El guardián, que para el “campesino” que no
reconoce cuál es su situación llega a convertirse en el pilar de la espera, es
el ángel caído que frustra su regreso al paraíso burgués proustiano: “El hombre,
que se ha provisto de muchas cosas para su viaje, lo utiliza todo, por precioso
que sea, para sobornar al guardián. Este lo acepta todo, pero al hacerlo dice: ‘Lo
acepto sólo para que no creas que has dejado de intentarlo todo’. Durante todos
esos años el hombre observa casi ininterrumpidamente al guardián. Olvida a los otros guardianes, y ese primero le
parece el único obstáculo para entrar a la Ley. […] Finalmente, su vista se
debilita y ya no sabe si realmente se ha hecho más oscuro a su alrededor o si sólo
lo engañan sus ojos. Sin embargo, percibe ahora en la oscuridad un resplandor
que brota inextinguible de la puerta de la Ley.
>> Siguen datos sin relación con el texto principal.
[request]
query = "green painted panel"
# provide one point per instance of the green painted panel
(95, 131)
No vivirá ya mucho. Antes de su
muerte, todas las experiencias de todo ese tiempo se acumulan en su cabeza en
una pregunta que hasta entonces no ha hecho el guardián […]: ‘¿Qué quieres
saber aún?’, le pregunta el guardián. ‘Eres insaciable’. ‘Todos ansían llegar a
la Ley’, dice el hombre, ‘¿cómo puede ser que, en todos estos años, nadie más
que yo haya solicitado entrar?’ El guardián se da cuenta de que el hombre se
está muriendo y, para hacer llegar las palabras a su oído, que se va perdiendo,
le grita. ‘Por aquí no podía entrar nadie más, porque esta entrada te estaba sólo
destinada a ti. Ahora me iré y la cerraré’.”
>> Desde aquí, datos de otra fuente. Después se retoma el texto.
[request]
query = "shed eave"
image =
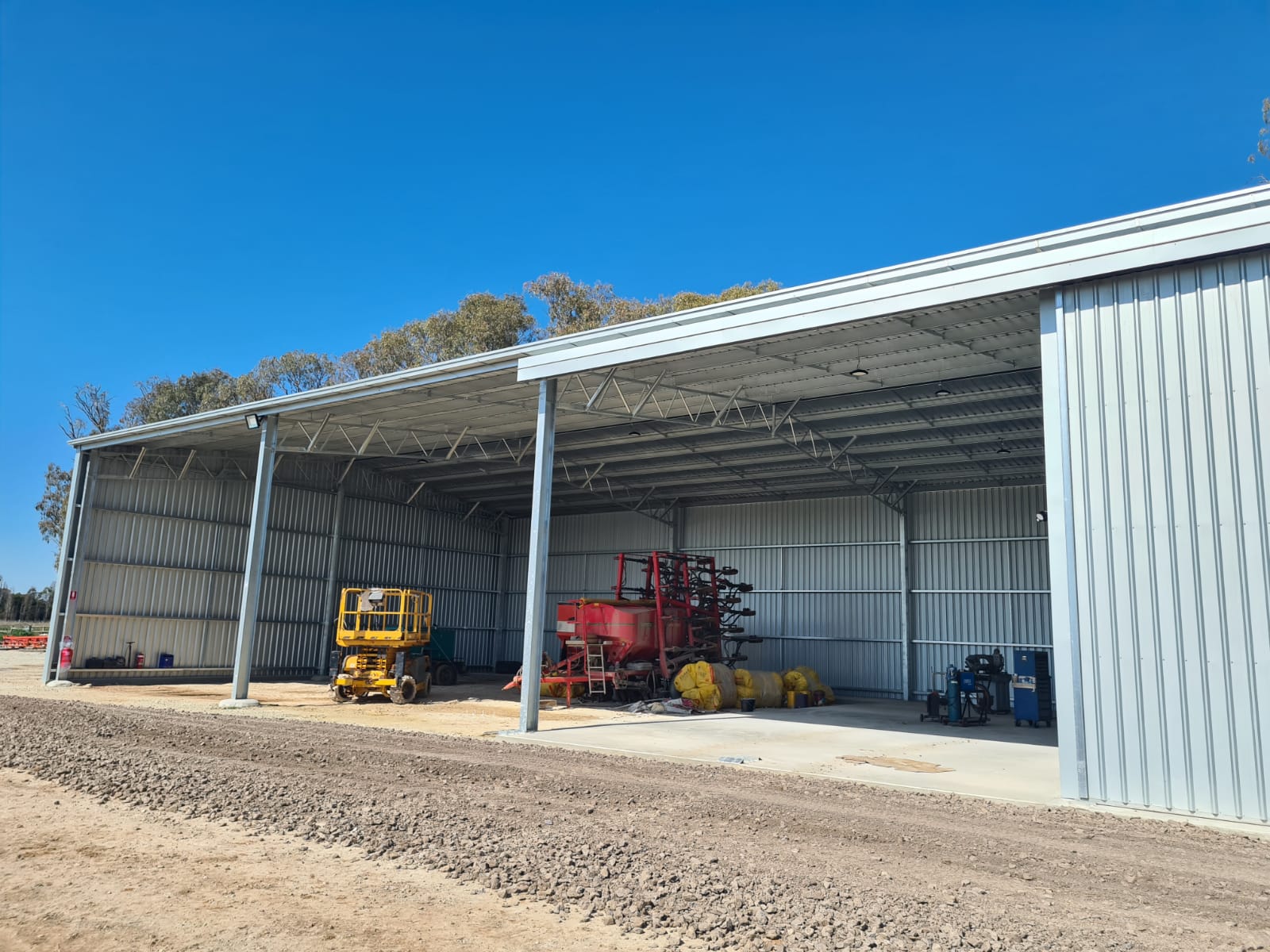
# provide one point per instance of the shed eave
(1210, 226)
(412, 378)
Esta parábola, que entraña lo principal de la
novela El proceso, constituye un
alarde sobre la espera que se agota en sí misma. Como los héroes de los
laberintos inexplorados de Kafka, atisbamos ese brillo a lo lejos y no nos
atrevemos a seguirlo, porque los mil pequeños obstáculos que se interponen nos
parecen tan poderosos como al campesino el guardián. Sólo llegamos a ver la
realidad cuando ya es tarde; el que lleva toda una vida esperando comprende al
fin: “Esta entrada te estaba sólo a ti destinada”. Medio siglo después, el
poeta americano Robert Lowell recoge este tope de nuestro horizonte de espera
en la expresión: “La luz al final del túnel es la del tren que se nos viene
encima”.
[…]
III.-El titubeo antes del nacimiento
El tiempo es oro
Podríamos describir la modernidad –en la
medida en que cabe concebirla como historia de la movilidad- como un proceso de
acortamiento de los tiempos de espera; la técnica trabaja en la eliminación de
los intervalos entre tiempos y espacios. Sin embargo, no fue hasta 1800 cuando
esta tendencia liberó los procesos por medio de los cuales se crea el fenómeno
de la “velocidad”. A partir de la revolución industrial la vida se mide en
tiempo fundamentalmente secular. La manía de ver las horas del día como un presupuesto
disponible es producto de una economía mundial de la aceleración, cuyo
correlato aparentemente privado es la agenda cuajada de citas. No puede haber
huecos, sería una mancha. En el momento en que ya sólo se experimenta el tiempo
como retraso, nos encontramos plenamente bajo el dictado de esa pulsión
explotadora que responde sucintamente a la divisa “el tiempo es oro”. Este
principio se basa, como todos sabemos, en la paradoja de que con cada ahorro de
tiempo crece la falta de tiempo.
Aquello que esta era de la aceleración ha
supuesto como ahorro objetivo en tiempo se representa bajo la perspectiva de las
tecnologías y nuevas formas de comunicación como improductiva dilapidación de
tiempo y dinero. Las distancias son menores, los espacios más estrechos y las unidades
de medida del tiempo, fracciones cada vez más pequeñas. Al mismo tiempo, en los
centros de la sociedad móvil va creciendo la fila de los que esperan. Ya sea en
la antesala del negociado o al final de la cola: la experiencia esencial es una
sensación de pérdida de tiempo. Tiempos muertos en las estaciones de tren, los
aeropuertos, en los vestíbulos de la vida: “Espere, por favor” es el mantra de
una retórica apaciguadora, que, cual incesante cantinela, erige a la paciencia
en virtud cardinal de nuestra sociedad de servicios.»